Incapacité permanente en espagne: le filet se resserre pour les bénéficiaires
Des changements réglementaires radicaux s'annoncent pour les bénéficiaires de l'incapacité permanente en Espagne. La Seguridad Social, sous pression pour lutter contre les abus, durcit les conditions d'éligibilité et renforce le contrôle des prestations, plongeant des milliers de personnes dans l'incertitude. Plus de marge de manœuvre, plus de flexibilité, et un risque accru de perdre une pension dont dépendent de nombreuses familles.
Une incompatibilité croissante avec le marché du travail
La Loi 2/2025, complétée par une récente décision du Tribunal Supremo (n° 544/2024), impose une interprétation beaucoup plus stricte de l'incapacité permanente absolue. Jusqu'à présent, une certaine tolérance était accordée aux personnes souhaitant exercer des activités marginales ou compatibles avec leur état de santé. Fini ça. Désormais, l'idée est claire : l'incapacité permanente absolue implique l'impossibilité totale d'exercer une profession, même de manière limitée. Une activité professionnelle, même partielle, devient donc une incompatibilité flagrante avec le versement de la pension.

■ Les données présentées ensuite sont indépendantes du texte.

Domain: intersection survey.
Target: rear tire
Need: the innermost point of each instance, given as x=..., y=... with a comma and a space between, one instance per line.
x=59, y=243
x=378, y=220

Ce revirement est d'autant plus significatif qu'il s'inscrit dans une réforme plus globale du système d'incapacité permanente. Si, positivement, la Loi 2/2025 supprime le licenciement automatique en cas d'incapacité, elle impose aux entreprises de proposer une adaptation du poste de travail ou une requalification, avant toute rupture de contrat. Ironie du sort : si le travailleur accepte un poste adapté, sa pension risque d'être suspendue, car elle ne se justifie plus en tant que revenu de substitution.

Un contrôle accru et des risques de retrait de la pension
Au-delà de la question de l'activité professionnelle, la Seguridad Social intensifie son contrôle sur les prestations. Les révisions périodiques, déjà prévues par la réglementation, seront désormais axées sur la détection des incompatibilités. La pension peut être refusée ou retirée en cas de non-respect des obligations ou d'erreurs dans la demande. Et attention : la Seguridad Social se réserve le droit de réexaminer la situation du bénéficiaire à tout moment, en particulier si elle soupçonne une activité occulte.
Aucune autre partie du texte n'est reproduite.